ValueError when trying to do a PCA
himaniyadav opened this issue · comments
My code is up to date on the main branch. I've added a requirements.txt
file for ease of reproducibility.
I've gotten the VAE to train. Just to be able to visualize the resulting latent vectors, I've been trying to run a simple PCA with 2 dimensions to be able to visualize the latent space -- I'm definitely not expecting the results to be particularly good, but would just like to see what it looks like at this stage. The resulting latent vectors have 256 dimensions and are of type torch.Tensor. I'm just grabbing the latent vector for each batch after it's trained. So into the PCA I'm passing in a list of size 114 (# batches) with each item being having shape [1, 256] (batch size of 1, each vector 256 dimensions). I keep getting the following error: ValueError: only one element tensors can be converted to Python scalars
.
There might be a simple solution but a few online searches didn't yield any helpful results. I feel like it could be something obvious I'm missing but I couldn't exactly find what would be causing the error. Would appreciate any help if something stands out!
Command:
python src/main.py
Full stack trace:
Traceback (most recent call last):
File "main.py", line 49, in <module>
pca_embedding = PCA(n_components=2).fit_transform(big_mus)

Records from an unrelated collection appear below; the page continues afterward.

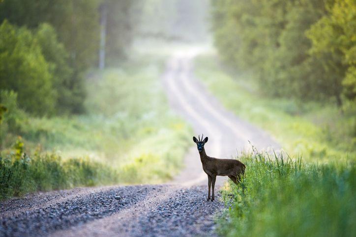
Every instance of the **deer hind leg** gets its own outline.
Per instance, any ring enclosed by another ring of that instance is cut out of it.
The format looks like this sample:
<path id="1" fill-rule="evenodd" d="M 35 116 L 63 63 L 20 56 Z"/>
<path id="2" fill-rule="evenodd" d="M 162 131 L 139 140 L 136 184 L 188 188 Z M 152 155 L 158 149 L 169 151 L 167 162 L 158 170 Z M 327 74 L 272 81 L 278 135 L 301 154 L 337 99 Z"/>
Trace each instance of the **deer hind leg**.
<path id="1" fill-rule="evenodd" d="M 211 195 L 211 202 L 214 201 L 214 187 L 215 187 L 215 182 L 216 181 L 216 176 L 214 175 L 211 177 L 212 179 L 212 183 L 211 184 L 211 188 L 212 188 L 212 193 Z"/>
<path id="2" fill-rule="evenodd" d="M 211 177 L 208 175 L 208 199 L 207 201 L 210 200 L 210 186 L 211 185 Z"/>
<path id="3" fill-rule="evenodd" d="M 234 183 L 235 183 L 236 185 L 237 185 L 237 179 L 236 178 L 236 176 L 234 176 L 234 175 L 228 175 L 228 176 L 229 177 L 229 178 L 230 178 L 231 180 L 233 181 Z"/>

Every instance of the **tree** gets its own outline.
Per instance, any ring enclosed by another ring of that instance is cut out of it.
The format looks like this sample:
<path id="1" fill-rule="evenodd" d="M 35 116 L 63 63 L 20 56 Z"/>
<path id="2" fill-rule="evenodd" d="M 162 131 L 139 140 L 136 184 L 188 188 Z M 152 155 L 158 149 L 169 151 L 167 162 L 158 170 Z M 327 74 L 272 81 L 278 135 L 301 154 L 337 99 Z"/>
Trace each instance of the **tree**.
<path id="1" fill-rule="evenodd" d="M 327 81 L 341 105 L 341 95 L 356 98 L 356 2 L 335 0 L 327 14 L 312 26 L 307 35 L 312 42 L 310 54 L 321 60 Z"/>
<path id="2" fill-rule="evenodd" d="M 0 88 L 18 93 L 21 106 L 43 115 L 54 112 L 57 93 L 50 65 L 38 42 L 25 28 L 4 21 L 0 26 Z"/>

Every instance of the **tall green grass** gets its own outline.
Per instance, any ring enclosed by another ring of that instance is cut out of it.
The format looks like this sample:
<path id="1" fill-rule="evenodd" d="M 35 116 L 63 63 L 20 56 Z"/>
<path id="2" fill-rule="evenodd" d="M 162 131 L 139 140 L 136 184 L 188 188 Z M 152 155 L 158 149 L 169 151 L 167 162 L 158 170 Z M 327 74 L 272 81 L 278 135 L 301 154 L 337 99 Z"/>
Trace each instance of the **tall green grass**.
<path id="1" fill-rule="evenodd" d="M 213 53 L 195 61 L 195 74 L 228 109 L 269 132 L 292 155 L 307 161 L 356 159 L 356 106 L 300 102 L 261 94 L 248 74 L 231 72 Z"/>
<path id="2" fill-rule="evenodd" d="M 231 183 L 222 191 L 231 206 L 220 221 L 221 235 L 356 235 L 354 162 L 307 164 L 260 154 L 242 160 L 247 168 L 239 186 Z"/>
<path id="3" fill-rule="evenodd" d="M 63 160 L 54 154 L 36 151 L 29 156 L 17 141 L 14 150 L 0 157 L 0 199 L 35 191 L 118 183 L 118 171 L 88 158 Z"/>

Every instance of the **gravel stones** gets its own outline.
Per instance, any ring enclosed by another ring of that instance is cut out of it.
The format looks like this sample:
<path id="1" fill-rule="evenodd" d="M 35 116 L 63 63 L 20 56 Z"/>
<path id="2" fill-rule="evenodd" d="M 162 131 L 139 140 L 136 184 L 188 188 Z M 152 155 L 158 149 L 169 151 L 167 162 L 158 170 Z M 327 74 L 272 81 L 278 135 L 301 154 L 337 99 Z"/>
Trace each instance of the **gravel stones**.
<path id="1" fill-rule="evenodd" d="M 0 236 L 214 235 L 224 205 L 207 202 L 206 189 L 133 185 L 7 200 L 0 203 Z"/>

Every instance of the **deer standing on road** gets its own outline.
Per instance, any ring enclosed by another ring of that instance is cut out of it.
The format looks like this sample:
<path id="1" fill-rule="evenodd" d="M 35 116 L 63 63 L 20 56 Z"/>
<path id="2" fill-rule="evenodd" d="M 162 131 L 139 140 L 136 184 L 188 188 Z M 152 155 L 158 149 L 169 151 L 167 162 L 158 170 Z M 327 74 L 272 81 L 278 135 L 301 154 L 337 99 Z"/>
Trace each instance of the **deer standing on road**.
<path id="1" fill-rule="evenodd" d="M 245 173 L 246 166 L 239 160 L 232 159 L 217 159 L 208 157 L 205 153 L 204 145 L 208 141 L 208 137 L 201 140 L 200 137 L 198 136 L 199 140 L 195 136 L 193 137 L 193 141 L 197 144 L 198 151 L 200 155 L 200 160 L 203 164 L 203 169 L 208 175 L 208 192 L 207 201 L 210 200 L 210 187 L 212 188 L 211 201 L 214 201 L 214 187 L 216 180 L 216 176 L 228 176 L 236 184 L 237 181 L 239 182 L 241 175 Z M 202 139 L 204 135 L 202 135 Z"/>

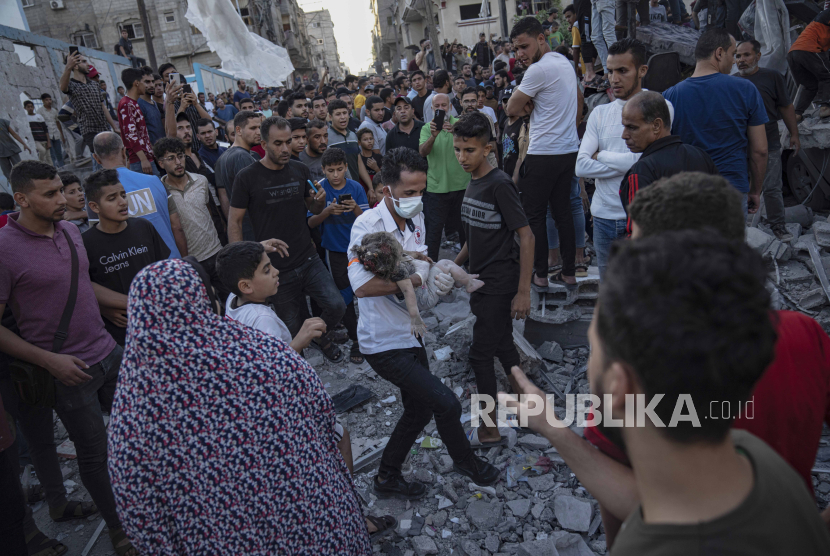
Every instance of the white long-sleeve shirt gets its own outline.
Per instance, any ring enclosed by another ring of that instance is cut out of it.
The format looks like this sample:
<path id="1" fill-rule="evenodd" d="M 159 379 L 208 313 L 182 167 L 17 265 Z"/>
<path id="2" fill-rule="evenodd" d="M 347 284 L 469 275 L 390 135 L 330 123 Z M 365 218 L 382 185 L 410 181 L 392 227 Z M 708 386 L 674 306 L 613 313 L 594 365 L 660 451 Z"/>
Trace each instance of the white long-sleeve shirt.
<path id="1" fill-rule="evenodd" d="M 606 220 L 625 220 L 625 209 L 620 201 L 620 182 L 625 173 L 640 159 L 632 153 L 622 138 L 622 109 L 626 101 L 617 99 L 610 104 L 594 108 L 588 116 L 588 124 L 579 154 L 576 157 L 576 175 L 594 178 L 596 192 L 591 201 L 591 214 Z M 669 101 L 669 114 L 674 119 L 674 107 Z M 597 160 L 591 158 L 594 153 Z"/>

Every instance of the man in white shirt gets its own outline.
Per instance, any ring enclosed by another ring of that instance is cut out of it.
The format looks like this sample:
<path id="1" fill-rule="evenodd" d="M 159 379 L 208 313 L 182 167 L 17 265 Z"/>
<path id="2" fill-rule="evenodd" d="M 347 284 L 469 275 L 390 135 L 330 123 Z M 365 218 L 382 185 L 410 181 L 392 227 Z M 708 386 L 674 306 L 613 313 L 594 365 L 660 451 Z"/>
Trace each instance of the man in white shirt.
<path id="1" fill-rule="evenodd" d="M 525 17 L 513 26 L 510 40 L 516 59 L 527 67 L 522 84 L 505 107 L 509 117 L 530 115 L 530 144 L 519 170 L 530 229 L 536 237 L 533 286 L 547 291 L 550 283 L 576 288 L 576 235 L 571 213 L 571 181 L 579 138 L 576 124 L 582 112 L 582 92 L 567 58 L 551 52 L 542 24 Z M 562 270 L 548 280 L 547 209 L 550 205 L 562 256 Z"/>
<path id="2" fill-rule="evenodd" d="M 600 280 L 605 276 L 611 244 L 626 233 L 620 183 L 640 154 L 628 150 L 622 138 L 622 109 L 628 99 L 643 90 L 643 76 L 648 71 L 646 56 L 645 45 L 637 39 L 617 41 L 608 49 L 609 81 L 617 98 L 610 104 L 597 106 L 588 116 L 576 159 L 576 175 L 594 178 L 597 187 L 591 201 L 591 216 Z M 666 103 L 674 119 L 674 108 L 670 102 Z"/>
<path id="3" fill-rule="evenodd" d="M 372 210 L 357 217 L 352 225 L 349 252 L 360 245 L 363 236 L 389 232 L 405 251 L 427 259 L 421 196 L 427 184 L 427 163 L 416 151 L 393 149 L 383 161 L 383 198 Z M 412 285 L 421 286 L 425 277 L 410 276 Z M 378 278 L 357 259 L 349 262 L 349 281 L 359 299 L 357 336 L 360 352 L 372 369 L 401 389 L 404 412 L 383 451 L 374 492 L 380 498 L 415 500 L 426 494 L 418 481 L 407 483 L 401 466 L 415 439 L 435 417 L 438 433 L 447 446 L 456 472 L 479 485 L 498 480 L 499 470 L 478 458 L 470 447 L 461 425 L 461 404 L 450 389 L 429 370 L 427 353 L 412 334 L 411 320 L 400 289 L 395 282 Z M 452 277 L 439 274 L 439 292 L 452 288 Z"/>

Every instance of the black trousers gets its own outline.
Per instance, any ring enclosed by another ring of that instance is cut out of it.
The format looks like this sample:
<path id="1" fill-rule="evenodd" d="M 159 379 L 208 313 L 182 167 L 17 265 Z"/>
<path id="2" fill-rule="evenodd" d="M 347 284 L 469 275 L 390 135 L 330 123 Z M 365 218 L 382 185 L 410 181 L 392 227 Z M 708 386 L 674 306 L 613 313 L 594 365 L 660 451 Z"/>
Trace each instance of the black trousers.
<path id="1" fill-rule="evenodd" d="M 329 267 L 331 268 L 331 276 L 334 278 L 334 285 L 341 292 L 346 288 L 351 287 L 349 282 L 349 255 L 347 253 L 338 253 L 336 251 L 329 251 Z M 345 301 L 345 299 L 344 299 Z M 357 313 L 354 310 L 354 298 L 346 305 L 346 312 L 343 313 L 343 326 L 346 327 L 346 332 L 349 333 L 349 339 L 357 343 Z"/>
<path id="2" fill-rule="evenodd" d="M 378 375 L 401 389 L 403 401 L 403 415 L 383 450 L 379 476 L 401 474 L 401 466 L 412 444 L 433 416 L 453 461 L 462 463 L 473 456 L 461 424 L 461 404 L 455 394 L 429 371 L 424 348 L 392 349 L 371 355 L 364 353 L 363 356 Z"/>
<path id="3" fill-rule="evenodd" d="M 494 400 L 498 385 L 493 357 L 499 358 L 507 374 L 520 362 L 519 352 L 513 344 L 513 319 L 510 318 L 510 306 L 515 296 L 516 292 L 491 295 L 475 291 L 470 294 L 470 309 L 476 316 L 470 366 L 476 375 L 478 393 Z"/>
<path id="4" fill-rule="evenodd" d="M 818 104 L 830 104 L 830 56 L 827 52 L 791 50 L 787 64 L 795 82 L 804 87 L 798 95 L 795 113 L 803 114 L 815 100 Z"/>
<path id="5" fill-rule="evenodd" d="M 441 249 L 441 234 L 444 226 L 458 230 L 461 245 L 467 241 L 464 227 L 461 226 L 461 203 L 466 191 L 451 191 L 449 193 L 424 192 L 424 225 L 427 227 L 427 255 L 433 261 L 438 260 L 438 251 Z"/>
<path id="6" fill-rule="evenodd" d="M 540 278 L 548 276 L 548 205 L 559 232 L 562 274 L 576 274 L 576 234 L 571 213 L 571 180 L 576 169 L 576 154 L 529 154 L 519 169 L 518 187 L 522 206 L 530 231 L 536 237 L 533 268 Z"/>

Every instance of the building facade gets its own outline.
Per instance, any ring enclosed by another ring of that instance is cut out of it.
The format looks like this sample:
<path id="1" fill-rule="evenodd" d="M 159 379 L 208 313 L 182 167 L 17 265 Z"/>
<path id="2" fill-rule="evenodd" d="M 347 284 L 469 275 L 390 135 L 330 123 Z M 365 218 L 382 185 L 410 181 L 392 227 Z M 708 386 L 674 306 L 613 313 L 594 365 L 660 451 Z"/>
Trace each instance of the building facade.
<path id="1" fill-rule="evenodd" d="M 322 9 L 306 12 L 306 25 L 311 40 L 313 64 L 319 75 L 328 68 L 328 74 L 343 79 L 346 74 L 340 68 L 340 55 L 337 53 L 337 39 L 334 38 L 334 22 L 328 10 Z"/>

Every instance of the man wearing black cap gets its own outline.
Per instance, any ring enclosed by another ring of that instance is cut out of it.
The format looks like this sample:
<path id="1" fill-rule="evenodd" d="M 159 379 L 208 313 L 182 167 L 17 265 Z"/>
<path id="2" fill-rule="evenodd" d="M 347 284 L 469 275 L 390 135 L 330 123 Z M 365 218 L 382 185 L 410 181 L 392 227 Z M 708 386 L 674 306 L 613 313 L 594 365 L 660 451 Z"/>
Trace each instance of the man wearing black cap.
<path id="1" fill-rule="evenodd" d="M 395 115 L 398 117 L 398 125 L 386 134 L 386 151 L 389 152 L 398 147 L 417 151 L 424 122 L 415 119 L 415 111 L 408 98 L 395 99 Z"/>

File "/home/himani/anaconda3/lib/python3.7/site-packages/sklearn/decomposition/_pca.py", line 376, in fit_transform
U, S, V = self._fit(X)
File "/home/himani/anaconda3/lib/python3.7/site-packages/sklearn/decomposition/_pca.py", line 398, in _fit
ensure_2d=True, copy=self.copy)
File "/home/himani/anaconda3/lib/python3.7/site-packages/sklearn/base.py", line 420, in _validate_data
X = check_array(X, **check_params)
File "/home/himani/anaconda3/lib/python3.7/site-packages/sklearn/utils/validation.py", line 72, in inner_f
return f(**kwargs)
File "/home/himani/anaconda3/lib/python3.7/site-packages/sklearn/utils/validation.py", line 598, in check_array
array = np.asarray(array, order=order, dtype=dtype)
File "/home/himani/anaconda3/lib/python3.7/site-packages/numpy/core/_asarray.py", line 83, in asarray
return array(a, dtype, copy=False, order=order)
ValueError: only one element tensors can be converted to Python scalars
Try to provide some other diagnostics if you can -- e.g. the observed vs expected shape of big_mus
when being fed to the transform, and any other things you think may be relevant. Initial guess would be that big_mus
is of the wrong shape.
"So into the PCA I'm passing in a list of size 114 (# batches) with each item being having shape [1, 256] (batch size of 1, each vector 256 dimensions)"
Is this list that you're passing in the same as big_mus
? I'm going to assume yes for the rest of this comment. Then, the expected shape is [114,1,256]
correct? I believe per sklearn's API, the transform data should be a second-order list, e.g. [114,256]
. And make sure to convert from torch tensors to numpy arrays (you can use the tensor .numpy()
method, amongst other options).
Implement both those changes and let me know if the problem persists. If it does, try to provide more contextual debugging info if possible
Passed in a new numpy array of shape (114, 256) and it works now, thank you!